No. They don’t experience a cycle. Typically, you are taking heat from outside air (the cold reservoir), adding work, and pumping heat into the house air (the hot reservoir).

 

[yecko]

No. The entropy gain of the hot reservoir is greater than the entropy loss of the cold reservoir.

But why for the magnitude of entropy change is greater for hot reservoir than cold reservoir?

 

[Chestermiller]

But why for the magnitude of entropy change is greater for hot reservoir than cold reservoir?

The sum of the two is greater than zero.

 

[yecko]

why not magnitude of entropy change is greater for cold reservoir than hot reservoir?

 

[Chestermiller]

why not magnitude of entropy change is greater for cold reservoir than hot reservoir?

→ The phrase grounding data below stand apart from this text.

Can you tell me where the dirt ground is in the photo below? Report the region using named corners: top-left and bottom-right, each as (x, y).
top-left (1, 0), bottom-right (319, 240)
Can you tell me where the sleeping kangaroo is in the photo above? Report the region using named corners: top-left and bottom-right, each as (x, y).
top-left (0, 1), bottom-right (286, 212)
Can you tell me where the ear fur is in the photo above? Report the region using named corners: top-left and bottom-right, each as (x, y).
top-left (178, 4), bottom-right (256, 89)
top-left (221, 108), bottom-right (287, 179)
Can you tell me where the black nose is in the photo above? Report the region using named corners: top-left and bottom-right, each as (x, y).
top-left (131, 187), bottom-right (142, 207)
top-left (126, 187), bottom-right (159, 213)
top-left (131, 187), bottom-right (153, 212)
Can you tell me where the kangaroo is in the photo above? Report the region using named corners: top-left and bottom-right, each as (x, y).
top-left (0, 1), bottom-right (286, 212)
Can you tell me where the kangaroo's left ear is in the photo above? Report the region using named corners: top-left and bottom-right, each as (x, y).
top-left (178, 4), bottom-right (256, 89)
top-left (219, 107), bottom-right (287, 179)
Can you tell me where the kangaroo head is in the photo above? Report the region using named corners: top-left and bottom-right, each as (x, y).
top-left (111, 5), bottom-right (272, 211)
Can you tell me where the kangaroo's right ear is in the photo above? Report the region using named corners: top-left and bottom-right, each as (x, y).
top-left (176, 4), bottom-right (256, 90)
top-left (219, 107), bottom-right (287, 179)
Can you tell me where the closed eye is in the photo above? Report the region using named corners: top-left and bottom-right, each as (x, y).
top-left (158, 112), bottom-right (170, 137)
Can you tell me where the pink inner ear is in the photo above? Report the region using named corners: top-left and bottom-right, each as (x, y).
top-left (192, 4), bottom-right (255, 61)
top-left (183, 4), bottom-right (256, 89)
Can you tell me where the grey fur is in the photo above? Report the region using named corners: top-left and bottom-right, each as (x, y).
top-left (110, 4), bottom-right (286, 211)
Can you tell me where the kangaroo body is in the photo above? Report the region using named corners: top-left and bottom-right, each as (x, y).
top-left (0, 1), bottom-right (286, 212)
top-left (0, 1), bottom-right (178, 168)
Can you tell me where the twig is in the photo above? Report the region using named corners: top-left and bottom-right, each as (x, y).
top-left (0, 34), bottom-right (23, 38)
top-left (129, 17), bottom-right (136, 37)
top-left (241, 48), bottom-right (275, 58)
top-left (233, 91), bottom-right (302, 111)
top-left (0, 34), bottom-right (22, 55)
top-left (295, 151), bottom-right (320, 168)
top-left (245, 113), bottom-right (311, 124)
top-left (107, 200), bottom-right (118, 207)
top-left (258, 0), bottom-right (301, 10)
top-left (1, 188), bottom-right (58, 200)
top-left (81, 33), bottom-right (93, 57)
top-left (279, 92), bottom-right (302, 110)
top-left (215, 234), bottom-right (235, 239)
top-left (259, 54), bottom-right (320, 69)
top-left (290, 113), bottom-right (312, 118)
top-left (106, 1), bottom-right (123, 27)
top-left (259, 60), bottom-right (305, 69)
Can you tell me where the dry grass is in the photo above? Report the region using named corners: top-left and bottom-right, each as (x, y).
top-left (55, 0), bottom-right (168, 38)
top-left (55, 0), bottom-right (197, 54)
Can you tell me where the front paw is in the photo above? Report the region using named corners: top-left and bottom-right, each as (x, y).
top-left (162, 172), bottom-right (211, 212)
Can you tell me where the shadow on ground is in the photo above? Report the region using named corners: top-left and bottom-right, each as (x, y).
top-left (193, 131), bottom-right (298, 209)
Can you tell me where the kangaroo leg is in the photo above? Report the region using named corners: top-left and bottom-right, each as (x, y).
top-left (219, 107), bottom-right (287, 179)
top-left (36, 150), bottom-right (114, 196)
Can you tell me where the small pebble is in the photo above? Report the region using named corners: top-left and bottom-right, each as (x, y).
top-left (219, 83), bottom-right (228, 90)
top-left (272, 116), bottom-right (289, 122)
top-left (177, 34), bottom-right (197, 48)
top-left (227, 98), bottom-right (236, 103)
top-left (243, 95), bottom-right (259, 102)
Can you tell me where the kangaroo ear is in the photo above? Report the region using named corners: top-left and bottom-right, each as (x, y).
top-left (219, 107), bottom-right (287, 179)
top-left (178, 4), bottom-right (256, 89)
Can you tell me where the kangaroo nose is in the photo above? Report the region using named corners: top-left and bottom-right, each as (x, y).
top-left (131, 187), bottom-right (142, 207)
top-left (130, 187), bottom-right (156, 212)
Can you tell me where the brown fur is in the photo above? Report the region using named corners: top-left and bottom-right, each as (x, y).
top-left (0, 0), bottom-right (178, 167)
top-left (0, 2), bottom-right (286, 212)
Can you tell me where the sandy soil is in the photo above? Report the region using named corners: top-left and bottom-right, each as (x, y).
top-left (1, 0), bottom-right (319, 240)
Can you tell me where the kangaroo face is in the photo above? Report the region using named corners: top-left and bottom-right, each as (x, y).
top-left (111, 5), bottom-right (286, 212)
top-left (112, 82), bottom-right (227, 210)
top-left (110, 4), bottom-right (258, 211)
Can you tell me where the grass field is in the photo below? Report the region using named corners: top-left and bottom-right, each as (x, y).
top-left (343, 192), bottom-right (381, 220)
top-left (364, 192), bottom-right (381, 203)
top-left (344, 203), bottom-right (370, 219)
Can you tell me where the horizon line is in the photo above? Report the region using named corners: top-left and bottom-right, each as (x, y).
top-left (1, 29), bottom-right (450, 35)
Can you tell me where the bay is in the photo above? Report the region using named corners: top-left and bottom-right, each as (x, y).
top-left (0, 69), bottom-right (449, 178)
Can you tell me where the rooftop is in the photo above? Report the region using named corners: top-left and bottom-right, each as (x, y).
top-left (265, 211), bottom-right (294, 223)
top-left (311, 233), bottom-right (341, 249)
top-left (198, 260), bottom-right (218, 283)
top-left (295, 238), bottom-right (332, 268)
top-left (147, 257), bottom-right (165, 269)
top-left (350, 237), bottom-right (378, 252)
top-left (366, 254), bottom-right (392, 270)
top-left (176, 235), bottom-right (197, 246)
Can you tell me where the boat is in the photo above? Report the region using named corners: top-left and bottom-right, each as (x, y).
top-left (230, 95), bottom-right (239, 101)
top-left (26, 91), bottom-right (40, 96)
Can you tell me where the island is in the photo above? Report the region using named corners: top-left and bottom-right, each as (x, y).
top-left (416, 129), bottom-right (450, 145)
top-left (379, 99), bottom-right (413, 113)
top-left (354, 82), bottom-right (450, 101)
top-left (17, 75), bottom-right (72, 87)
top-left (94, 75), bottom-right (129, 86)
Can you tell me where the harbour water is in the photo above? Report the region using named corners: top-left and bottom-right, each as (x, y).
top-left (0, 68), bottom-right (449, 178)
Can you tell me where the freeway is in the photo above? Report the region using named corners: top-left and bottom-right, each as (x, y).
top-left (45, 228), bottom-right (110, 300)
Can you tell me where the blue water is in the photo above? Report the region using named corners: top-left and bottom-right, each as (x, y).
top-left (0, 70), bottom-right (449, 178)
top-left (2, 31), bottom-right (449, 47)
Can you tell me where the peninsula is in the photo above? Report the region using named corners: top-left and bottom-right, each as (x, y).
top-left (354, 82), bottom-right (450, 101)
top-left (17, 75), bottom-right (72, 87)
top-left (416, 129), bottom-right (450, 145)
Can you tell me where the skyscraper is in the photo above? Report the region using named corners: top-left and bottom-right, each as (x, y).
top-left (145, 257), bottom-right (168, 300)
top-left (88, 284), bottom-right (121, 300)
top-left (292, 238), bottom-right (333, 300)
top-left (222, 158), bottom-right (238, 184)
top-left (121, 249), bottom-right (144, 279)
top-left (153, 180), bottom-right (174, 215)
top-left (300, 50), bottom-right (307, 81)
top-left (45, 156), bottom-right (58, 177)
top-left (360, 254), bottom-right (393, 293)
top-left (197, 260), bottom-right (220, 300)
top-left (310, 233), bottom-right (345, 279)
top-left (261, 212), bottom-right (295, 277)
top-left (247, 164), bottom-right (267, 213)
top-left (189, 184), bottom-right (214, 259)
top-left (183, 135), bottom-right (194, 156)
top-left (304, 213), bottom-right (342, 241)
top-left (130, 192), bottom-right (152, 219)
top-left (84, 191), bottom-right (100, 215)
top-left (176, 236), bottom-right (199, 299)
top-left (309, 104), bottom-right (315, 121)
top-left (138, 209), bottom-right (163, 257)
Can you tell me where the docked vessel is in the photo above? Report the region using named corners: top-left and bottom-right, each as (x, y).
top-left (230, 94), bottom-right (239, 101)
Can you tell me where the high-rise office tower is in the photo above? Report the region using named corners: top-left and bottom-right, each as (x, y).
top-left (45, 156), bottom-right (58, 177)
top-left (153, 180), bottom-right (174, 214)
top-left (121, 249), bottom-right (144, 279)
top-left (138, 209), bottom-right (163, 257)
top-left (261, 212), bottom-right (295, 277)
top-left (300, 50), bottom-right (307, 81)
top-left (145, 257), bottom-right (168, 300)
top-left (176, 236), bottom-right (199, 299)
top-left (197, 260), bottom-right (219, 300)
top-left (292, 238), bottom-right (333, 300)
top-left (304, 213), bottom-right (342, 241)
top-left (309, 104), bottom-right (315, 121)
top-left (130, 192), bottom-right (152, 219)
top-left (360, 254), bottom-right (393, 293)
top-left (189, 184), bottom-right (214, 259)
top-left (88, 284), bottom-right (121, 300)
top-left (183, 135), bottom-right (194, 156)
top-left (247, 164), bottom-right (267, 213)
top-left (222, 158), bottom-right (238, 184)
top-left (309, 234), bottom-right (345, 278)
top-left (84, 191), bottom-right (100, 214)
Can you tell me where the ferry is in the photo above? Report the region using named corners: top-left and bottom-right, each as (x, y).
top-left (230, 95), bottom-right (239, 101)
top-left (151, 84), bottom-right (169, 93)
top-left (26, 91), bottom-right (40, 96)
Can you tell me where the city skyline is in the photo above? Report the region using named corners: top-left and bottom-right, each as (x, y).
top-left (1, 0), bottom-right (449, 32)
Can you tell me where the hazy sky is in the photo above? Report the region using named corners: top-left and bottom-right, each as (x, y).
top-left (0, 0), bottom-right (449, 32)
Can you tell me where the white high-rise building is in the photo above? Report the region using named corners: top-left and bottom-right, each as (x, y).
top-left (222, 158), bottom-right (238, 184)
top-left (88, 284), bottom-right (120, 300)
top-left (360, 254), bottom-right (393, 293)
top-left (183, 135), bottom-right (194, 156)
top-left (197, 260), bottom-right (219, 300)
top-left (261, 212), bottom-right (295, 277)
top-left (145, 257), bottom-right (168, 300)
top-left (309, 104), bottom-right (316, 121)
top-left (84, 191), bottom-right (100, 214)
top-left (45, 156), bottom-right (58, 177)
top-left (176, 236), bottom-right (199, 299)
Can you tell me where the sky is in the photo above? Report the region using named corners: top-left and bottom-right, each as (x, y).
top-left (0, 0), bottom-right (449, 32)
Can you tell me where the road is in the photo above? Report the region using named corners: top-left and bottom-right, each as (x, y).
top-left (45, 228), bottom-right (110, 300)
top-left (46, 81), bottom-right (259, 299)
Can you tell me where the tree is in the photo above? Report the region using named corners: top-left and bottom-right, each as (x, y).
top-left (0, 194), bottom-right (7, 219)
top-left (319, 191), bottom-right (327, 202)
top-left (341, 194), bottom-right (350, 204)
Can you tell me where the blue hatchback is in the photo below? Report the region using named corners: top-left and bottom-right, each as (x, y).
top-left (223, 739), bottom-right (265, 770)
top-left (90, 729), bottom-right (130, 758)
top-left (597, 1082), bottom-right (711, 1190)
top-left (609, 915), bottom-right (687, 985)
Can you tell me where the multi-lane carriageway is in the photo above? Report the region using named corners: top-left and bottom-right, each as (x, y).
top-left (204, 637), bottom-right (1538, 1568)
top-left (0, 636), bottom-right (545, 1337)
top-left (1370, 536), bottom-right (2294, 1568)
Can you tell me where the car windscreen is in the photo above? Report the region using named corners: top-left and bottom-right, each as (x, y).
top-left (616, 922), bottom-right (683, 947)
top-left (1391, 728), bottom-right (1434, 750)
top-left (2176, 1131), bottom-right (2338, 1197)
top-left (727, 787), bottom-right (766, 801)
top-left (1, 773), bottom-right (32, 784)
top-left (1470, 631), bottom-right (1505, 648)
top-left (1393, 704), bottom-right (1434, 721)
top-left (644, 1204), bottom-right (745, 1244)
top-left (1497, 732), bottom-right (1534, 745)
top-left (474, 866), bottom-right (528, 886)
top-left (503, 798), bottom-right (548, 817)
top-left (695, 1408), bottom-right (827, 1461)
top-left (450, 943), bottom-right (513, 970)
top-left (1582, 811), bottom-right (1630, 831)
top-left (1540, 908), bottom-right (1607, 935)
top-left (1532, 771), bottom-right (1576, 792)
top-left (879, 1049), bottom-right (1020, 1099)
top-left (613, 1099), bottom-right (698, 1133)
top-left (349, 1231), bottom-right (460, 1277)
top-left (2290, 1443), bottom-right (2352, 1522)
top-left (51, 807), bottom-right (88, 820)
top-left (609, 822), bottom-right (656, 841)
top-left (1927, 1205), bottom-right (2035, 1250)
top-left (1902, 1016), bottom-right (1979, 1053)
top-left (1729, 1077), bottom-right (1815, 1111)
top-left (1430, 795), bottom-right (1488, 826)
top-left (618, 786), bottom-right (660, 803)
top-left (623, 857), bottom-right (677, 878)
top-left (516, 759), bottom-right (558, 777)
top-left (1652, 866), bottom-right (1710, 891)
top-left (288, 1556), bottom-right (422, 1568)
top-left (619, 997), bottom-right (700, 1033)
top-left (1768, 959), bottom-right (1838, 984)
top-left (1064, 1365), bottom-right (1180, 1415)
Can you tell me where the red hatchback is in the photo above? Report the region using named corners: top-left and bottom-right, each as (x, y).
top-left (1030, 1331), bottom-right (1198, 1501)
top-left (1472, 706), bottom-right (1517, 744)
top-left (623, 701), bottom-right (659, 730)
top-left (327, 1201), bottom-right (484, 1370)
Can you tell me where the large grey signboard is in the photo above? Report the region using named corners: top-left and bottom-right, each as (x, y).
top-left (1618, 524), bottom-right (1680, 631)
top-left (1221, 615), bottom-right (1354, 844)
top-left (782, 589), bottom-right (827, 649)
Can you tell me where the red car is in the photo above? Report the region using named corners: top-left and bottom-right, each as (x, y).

Like I said, the sum of the changes has to be greater than zero.

 

[Delta2]

@Chestermiller can you restate your opinion at post #8 cause the way it is now I can't make sense, one of the reservoirs has to be the cold one, and we need to have mechanical work in the system if we going to transfer heat from the cold reservoir to the hot reservoir.

 

[Chestermiller]

@Chestermiller can you restate your opinion at post #8 cause the way it is now I can't make sense, one of the reservoirs has to be the cold one, and we need to have mechanical work in the system if we going to transfer heat from the cold reservoir to the hot reservoir.

I don't understand what you are asking.

 

[Delta2]

I don't understand what you are asking.

nvm I figure it out myself, apparently you mean that the outside air is the cold reservoir.

 

[yecko]

So do you mean with 2nd law of thermodynamics, the entropy gain always greater than entropy loss, no matter it is heat engine (hot reservoir gain>cold reservoir loss) or heat pump (hot reservoir loss<cold reservoir gain)?

 

[Chestermiller]

So do you mean with 2nd law of thermodynamics, the entropy gain always greater than entropy loss, no matter it is heat engine (hot reservoir gain>cold reservoir loss) or heat pump (hot reservoir loss<cold reservoir gain)?

Yes, for an irreversible engine, there is overall entropy generation.

 

[vela]

I don't understand what you are asking.

In post #8, you accidentally referred to the hot reservoir twice and made no mention of a cold reservoir.

 

[Chestermiller]

In post #8, you accidentally referred to the hot reservoir twice and made no mention of a cold reservoir.

Thanks. No wonder everyone was so confused. I have corrected it.